The book, given to someone for Christmas 1999, has lovely pictures about interiors full of junk from flea markets and projects where you can take a lampshade, wrap it in some threads and then stick old postcards under the threads to make a lampshade which won't let any light through.
Another project tells you how to cover a vase with broken china shards to a lovely effect. I once read an article about a French man who covered his whole house, inside and out, in pottery shards, including all the furniture and his wife's sewing machine, including all the working parts. Now that is the essence of interior decoration gone haywire. But very fascinating, all the same.
For practical reasons I have always been a fan of the Salvation Army style of interior design. The prices are good, the selection pretty bad, but if you have some chisels, paint stripper and time you can get furniture that is better made than the new junk sold cheaply.
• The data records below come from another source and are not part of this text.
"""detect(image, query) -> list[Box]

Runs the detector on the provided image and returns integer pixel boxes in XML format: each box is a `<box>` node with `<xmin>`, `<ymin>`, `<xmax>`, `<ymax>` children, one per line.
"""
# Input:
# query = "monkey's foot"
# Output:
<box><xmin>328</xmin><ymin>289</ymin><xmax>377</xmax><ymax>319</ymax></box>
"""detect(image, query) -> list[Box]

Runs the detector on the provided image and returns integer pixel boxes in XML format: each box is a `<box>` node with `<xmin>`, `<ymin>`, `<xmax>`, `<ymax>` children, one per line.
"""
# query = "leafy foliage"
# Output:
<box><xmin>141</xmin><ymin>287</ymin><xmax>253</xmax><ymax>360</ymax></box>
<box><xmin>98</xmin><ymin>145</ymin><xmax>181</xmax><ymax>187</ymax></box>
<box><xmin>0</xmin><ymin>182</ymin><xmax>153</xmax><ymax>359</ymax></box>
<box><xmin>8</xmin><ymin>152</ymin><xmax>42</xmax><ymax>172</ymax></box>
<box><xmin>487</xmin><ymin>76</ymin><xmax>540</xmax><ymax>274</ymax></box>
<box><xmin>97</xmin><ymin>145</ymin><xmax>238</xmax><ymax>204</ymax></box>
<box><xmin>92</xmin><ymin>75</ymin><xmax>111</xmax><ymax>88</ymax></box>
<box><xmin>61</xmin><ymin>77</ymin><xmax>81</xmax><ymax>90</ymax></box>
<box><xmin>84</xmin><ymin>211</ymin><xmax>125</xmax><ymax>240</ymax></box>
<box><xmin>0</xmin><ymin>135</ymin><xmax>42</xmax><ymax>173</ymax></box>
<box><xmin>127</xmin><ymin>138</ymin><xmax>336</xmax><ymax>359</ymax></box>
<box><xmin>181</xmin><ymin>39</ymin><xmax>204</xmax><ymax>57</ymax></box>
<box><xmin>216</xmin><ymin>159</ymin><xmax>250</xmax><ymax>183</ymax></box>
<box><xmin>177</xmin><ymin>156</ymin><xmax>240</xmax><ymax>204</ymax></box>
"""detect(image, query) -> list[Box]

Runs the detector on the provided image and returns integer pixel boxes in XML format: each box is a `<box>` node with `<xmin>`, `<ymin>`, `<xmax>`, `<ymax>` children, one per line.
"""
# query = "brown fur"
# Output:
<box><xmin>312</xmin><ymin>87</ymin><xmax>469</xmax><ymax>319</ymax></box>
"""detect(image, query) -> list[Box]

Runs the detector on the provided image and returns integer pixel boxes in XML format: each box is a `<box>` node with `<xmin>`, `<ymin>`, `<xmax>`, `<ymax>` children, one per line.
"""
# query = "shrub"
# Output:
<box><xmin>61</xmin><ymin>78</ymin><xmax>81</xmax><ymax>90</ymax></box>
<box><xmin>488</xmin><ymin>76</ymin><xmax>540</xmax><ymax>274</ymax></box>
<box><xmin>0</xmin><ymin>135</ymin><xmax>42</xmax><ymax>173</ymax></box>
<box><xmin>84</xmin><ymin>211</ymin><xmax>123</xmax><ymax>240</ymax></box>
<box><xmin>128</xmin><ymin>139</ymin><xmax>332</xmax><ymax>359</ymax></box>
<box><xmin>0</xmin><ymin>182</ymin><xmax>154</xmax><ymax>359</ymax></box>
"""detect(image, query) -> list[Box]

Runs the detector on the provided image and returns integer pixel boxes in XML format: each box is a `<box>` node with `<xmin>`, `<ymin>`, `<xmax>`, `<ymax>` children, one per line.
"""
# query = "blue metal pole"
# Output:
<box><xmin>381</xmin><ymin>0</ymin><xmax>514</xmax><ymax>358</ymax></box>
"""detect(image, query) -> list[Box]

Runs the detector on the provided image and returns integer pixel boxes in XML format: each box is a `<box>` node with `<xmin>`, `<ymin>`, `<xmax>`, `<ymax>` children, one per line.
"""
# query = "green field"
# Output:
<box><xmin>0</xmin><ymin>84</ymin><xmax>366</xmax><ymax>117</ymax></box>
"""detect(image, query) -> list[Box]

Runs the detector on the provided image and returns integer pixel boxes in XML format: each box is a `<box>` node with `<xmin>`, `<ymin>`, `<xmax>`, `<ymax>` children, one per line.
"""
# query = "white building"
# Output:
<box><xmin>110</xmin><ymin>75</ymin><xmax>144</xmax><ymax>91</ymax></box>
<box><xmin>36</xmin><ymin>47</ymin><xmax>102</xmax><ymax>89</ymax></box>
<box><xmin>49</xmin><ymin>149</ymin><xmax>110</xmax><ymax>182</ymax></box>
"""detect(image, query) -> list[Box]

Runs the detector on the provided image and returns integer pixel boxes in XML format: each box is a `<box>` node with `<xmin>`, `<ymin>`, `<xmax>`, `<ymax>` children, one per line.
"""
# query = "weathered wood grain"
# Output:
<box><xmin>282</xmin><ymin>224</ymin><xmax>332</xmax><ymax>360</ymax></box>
Over time my house has developed an odd mixture of Salvation Army furniture and some very nice pieces I've inherited or bought during the more affluent times. It all goes together very well, given the general cover of dust, dog hair and spider webs.
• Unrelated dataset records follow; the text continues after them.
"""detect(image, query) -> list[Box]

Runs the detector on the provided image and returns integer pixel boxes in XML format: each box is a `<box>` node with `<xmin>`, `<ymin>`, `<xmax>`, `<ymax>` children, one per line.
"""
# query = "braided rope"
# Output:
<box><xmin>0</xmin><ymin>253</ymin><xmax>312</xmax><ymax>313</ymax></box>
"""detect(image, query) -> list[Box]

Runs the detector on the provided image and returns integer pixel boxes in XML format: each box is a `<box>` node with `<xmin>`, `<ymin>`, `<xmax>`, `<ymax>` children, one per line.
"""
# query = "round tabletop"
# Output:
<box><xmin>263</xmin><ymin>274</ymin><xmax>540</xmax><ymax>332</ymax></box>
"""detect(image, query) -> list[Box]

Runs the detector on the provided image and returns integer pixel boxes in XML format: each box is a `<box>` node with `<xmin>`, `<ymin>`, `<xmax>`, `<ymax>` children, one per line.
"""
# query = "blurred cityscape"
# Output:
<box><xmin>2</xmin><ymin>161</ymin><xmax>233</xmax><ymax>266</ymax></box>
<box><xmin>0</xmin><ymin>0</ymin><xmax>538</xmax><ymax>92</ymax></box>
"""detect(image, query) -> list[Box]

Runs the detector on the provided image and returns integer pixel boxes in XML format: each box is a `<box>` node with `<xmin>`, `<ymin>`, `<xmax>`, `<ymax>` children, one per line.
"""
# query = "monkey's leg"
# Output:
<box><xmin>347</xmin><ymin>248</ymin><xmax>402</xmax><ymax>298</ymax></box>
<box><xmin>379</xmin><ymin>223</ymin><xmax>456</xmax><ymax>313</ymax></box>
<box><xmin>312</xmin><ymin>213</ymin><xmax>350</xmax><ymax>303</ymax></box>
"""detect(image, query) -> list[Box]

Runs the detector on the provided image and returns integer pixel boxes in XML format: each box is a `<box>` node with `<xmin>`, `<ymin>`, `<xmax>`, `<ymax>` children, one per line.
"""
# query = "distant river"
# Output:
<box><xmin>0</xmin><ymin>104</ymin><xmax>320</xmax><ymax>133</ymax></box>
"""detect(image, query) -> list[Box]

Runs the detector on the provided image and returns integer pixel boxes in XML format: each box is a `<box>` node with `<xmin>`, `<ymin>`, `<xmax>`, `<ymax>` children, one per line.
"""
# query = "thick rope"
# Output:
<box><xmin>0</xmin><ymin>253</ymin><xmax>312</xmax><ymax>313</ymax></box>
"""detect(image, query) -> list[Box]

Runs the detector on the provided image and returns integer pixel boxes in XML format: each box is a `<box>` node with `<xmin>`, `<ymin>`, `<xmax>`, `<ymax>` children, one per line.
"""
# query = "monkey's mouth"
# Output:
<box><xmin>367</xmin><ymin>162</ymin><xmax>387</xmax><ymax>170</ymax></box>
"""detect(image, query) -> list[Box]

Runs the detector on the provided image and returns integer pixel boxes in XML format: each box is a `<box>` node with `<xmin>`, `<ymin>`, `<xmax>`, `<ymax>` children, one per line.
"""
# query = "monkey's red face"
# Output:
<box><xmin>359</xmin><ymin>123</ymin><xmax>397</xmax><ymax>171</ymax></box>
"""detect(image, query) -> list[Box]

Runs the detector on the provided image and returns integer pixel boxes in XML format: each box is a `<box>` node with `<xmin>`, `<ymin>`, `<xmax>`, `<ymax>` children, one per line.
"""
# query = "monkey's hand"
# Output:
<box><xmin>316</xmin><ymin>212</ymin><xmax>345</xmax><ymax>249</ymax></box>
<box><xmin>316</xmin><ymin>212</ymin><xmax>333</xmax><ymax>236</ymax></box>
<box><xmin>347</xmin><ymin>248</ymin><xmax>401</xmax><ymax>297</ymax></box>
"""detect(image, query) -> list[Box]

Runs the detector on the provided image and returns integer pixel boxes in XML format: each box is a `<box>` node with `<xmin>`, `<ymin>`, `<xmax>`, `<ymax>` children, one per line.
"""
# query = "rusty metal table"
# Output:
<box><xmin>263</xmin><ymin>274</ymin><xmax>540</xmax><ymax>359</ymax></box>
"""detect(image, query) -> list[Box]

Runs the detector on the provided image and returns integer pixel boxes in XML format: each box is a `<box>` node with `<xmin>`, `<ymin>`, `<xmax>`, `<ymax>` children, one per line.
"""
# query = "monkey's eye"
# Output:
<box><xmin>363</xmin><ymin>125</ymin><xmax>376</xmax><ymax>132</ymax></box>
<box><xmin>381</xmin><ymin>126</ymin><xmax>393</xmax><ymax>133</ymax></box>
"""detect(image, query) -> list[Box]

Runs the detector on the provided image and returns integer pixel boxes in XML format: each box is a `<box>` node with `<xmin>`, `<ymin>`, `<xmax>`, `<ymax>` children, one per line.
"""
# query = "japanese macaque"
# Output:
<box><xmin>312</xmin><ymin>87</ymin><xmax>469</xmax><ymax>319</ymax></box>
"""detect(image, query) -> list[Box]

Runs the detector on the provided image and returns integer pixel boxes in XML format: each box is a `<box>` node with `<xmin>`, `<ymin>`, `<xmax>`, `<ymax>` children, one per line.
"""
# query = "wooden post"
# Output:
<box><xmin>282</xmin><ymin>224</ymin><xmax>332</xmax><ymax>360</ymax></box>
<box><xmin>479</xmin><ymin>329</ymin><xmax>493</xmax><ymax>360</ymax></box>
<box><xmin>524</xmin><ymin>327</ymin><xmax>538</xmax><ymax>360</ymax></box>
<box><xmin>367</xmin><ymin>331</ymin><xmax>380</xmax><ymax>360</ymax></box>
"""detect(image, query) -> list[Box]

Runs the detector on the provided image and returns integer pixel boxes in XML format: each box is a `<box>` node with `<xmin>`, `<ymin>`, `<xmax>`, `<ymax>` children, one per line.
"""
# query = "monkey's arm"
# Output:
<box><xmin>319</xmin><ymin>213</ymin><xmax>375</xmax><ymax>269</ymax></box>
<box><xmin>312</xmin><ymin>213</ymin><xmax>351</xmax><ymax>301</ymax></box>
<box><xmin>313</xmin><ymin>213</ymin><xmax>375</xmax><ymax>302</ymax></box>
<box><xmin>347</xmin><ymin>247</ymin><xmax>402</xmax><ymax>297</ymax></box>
The sad thing is that what I'd really love is a house full of air, space and a few modern furniture masterpieces. That apparently modest list of demands is actually a very expensive one. It's much cheaper to have a house full of Victorian monstrosities and books, and they age better than most modern furniture.
The main reason is the bones of the furniture. Older furniture tends to be made of solid wood and if it is broken it can be fixed at home. I always look at the bones of the furniture, the skeleton, really, and if those are good most other problems can be fixed: chairs can be reupholstered, horrible trim can be removed, casters can be added, veneer can be fixed, knobs can be changed. Of course all this costs me in time and effort and the need to learn how to do these things, so not every old piece of furniture should be given this treatment.
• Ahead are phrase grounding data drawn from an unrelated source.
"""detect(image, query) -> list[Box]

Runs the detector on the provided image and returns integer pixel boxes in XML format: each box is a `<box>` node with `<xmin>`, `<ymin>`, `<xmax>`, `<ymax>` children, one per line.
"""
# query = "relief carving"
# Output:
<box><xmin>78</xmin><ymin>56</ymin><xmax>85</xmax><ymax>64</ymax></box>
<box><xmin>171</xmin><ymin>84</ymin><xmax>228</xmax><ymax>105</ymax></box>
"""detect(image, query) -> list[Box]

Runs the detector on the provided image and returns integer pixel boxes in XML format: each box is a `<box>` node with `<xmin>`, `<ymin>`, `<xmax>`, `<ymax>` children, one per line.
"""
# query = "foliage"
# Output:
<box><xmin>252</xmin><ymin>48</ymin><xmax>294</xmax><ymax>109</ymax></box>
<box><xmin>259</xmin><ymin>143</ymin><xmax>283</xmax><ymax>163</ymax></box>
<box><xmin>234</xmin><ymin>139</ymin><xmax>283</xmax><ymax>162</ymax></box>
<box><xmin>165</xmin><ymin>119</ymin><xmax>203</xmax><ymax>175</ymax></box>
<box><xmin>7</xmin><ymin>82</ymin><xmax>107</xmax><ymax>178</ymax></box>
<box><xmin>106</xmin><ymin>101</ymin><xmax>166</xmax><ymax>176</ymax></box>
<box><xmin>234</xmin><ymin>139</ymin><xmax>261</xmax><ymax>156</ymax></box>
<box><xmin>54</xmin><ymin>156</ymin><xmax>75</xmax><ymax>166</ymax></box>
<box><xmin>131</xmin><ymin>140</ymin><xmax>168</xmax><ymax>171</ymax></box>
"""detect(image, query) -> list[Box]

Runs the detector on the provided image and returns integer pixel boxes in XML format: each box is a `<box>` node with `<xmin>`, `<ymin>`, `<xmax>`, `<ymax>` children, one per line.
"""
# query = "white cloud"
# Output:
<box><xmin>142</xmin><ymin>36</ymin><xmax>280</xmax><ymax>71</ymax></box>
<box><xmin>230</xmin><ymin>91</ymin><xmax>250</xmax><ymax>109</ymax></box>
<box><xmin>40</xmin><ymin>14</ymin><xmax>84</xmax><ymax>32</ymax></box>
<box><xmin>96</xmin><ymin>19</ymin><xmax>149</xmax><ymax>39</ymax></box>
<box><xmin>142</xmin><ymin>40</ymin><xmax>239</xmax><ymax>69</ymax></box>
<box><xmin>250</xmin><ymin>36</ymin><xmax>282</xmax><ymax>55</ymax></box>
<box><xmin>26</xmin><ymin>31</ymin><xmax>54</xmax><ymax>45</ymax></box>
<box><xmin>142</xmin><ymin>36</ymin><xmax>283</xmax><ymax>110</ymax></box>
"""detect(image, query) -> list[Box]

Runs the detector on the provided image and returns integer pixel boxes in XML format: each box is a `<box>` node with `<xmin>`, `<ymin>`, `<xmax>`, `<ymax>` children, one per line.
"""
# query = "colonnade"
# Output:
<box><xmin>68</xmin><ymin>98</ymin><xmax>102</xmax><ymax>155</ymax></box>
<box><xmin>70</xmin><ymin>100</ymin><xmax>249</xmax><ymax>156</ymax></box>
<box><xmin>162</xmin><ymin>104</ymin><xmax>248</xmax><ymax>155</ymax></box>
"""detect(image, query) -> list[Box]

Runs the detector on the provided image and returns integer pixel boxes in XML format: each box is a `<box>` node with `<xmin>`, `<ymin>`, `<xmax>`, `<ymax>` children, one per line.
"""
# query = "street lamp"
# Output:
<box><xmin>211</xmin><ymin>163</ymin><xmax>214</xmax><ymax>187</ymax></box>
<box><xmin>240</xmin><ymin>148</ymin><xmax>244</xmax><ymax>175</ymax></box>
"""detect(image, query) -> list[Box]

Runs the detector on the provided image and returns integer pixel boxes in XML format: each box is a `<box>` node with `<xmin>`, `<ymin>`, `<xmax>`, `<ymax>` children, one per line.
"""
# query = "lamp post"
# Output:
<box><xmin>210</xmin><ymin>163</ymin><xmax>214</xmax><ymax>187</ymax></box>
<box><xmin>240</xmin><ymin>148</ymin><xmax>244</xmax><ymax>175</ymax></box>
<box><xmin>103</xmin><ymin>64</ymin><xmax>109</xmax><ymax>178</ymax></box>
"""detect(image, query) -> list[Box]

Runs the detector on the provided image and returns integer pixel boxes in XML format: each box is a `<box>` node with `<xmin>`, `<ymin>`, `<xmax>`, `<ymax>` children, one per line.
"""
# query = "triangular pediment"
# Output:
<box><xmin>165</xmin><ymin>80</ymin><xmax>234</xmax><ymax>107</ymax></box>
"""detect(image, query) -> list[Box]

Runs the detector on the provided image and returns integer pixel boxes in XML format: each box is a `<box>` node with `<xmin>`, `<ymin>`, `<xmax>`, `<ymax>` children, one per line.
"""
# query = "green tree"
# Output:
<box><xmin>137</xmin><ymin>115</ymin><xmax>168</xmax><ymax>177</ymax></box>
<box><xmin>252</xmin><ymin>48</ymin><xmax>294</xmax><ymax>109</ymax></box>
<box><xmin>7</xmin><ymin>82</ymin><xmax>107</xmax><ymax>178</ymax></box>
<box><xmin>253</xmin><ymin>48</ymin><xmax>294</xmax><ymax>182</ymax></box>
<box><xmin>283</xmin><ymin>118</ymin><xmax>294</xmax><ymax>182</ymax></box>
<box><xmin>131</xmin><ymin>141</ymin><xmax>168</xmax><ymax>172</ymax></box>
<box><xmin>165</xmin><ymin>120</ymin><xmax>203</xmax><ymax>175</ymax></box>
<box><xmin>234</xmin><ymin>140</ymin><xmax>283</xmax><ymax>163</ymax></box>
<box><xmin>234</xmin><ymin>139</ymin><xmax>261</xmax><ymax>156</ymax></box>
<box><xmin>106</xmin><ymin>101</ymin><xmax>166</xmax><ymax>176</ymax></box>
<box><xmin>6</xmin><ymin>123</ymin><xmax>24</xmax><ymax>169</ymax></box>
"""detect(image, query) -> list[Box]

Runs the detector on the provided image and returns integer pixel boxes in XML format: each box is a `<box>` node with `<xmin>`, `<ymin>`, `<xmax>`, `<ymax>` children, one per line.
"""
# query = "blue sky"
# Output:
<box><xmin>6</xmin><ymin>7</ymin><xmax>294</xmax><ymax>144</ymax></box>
But sometimes one finds treasures this way. I bought an open-armed mahogany armchair for 35 dollars once. It was covered in dirty and cracked pink vinyl, so I reupholstered it. Inside the seat I found a couple of pieces of old jewelry and a little medal with the picture of Napoleon Bonaparte in it and a text saying "Napoleon Empereur". The chair looks lovely with a cream-colored linen cover on it. Or looked, until the dogs chewed rawhide bones on it. It looks a little like this chair except more Empire style with a fatter bottom and shorter legs:
What is the point of this post? Just rambling, probably. But I think many of those new and eager college students might do better than Ikea by checking out the local second-hand stores. They might even find something that will become the family heirloom for future generations.